In my quest to make my system sleepable, I found out on my last post that TPM chips can cause instability. Unfortunately, whilst this solved most issues, there were still times where when the display would turn off to save power, if I tried to turn it on again by moving the mouse, there would be nothing showing on the display! Pressing the power button wouldn’t hibernate so…. the Reset button it is. Note that this wasn’t during or after sleep, it was by merely turning the display off due to inactivity.
Worse yet, there would be no logs indicating any issue leaving me dumbfounded as to why that would happen. Obviously, the fact that my display wouldn’t recognise any signal coming out of the VGA meant that this is a problem with the VGA itself. In most cases this is a driver issue, unless your VGA is dying of old age which was not the case here.
When it happened again, I tried to connect to it remotely from my other PC, but I’d still get a black screen. Remote administration tools would work, but not having configured rights wouldn’t allow me to have a gander at the logs for example. Then I suddenly managed to log on with VNC and then log on again normally.
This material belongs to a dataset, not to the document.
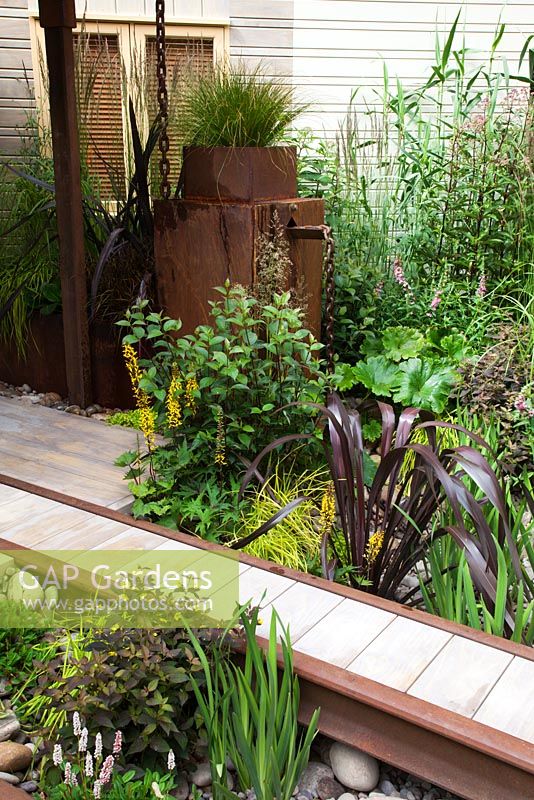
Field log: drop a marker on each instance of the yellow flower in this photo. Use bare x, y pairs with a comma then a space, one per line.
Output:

Peering through the logs showed that what caused the black-out was that the VGA driver would crash right when the system was resuming. Incidentally, an application crashed at around the same time. Corsair Link.
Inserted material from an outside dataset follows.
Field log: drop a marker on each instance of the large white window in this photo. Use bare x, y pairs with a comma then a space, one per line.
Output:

Link is an application from Corsair that allows you to control the software parameters of many of its accessories, such as fan speeds and (god-awful) LED strips. It is a notoriously mediocre application that not only puts a constant 1-2% load on your system (that means that it’s occupying about 8-16% of one of your cores, constantly) but it cannot properly recognise different Corsair components. In my case I had an AX860i PSU which I bought with the VGA and an AiO cooler, the H110i GT model. The hardware components themselves are great, but they can’t work together because of the incredibly idiotic way their drivers are updated and implemented (see on Corsair’s forum for more details and a solution).
So what was happening is that when I was bringing the system out of the inactive state by moving the mouse of pressing a key on the keyboard, the Corsair application would attempt to perform a query on the nVidia driver which would fail with a permission error. This would cause the driver to crash and I would have to wait until it would be recovered.
Link is not completely useless however. You can run it, configure your fan speeds and other parameters and then shut it down and disable it from automatically starting when Windows starts. You can also use alternative utilities but I didn’t bother too much with them.
What’s more infuriating is that Corsair keeps releasing new versions of it which don’t even solve the most basic of issues, such as being able to recognise two supposedly mutually compatible hardware components.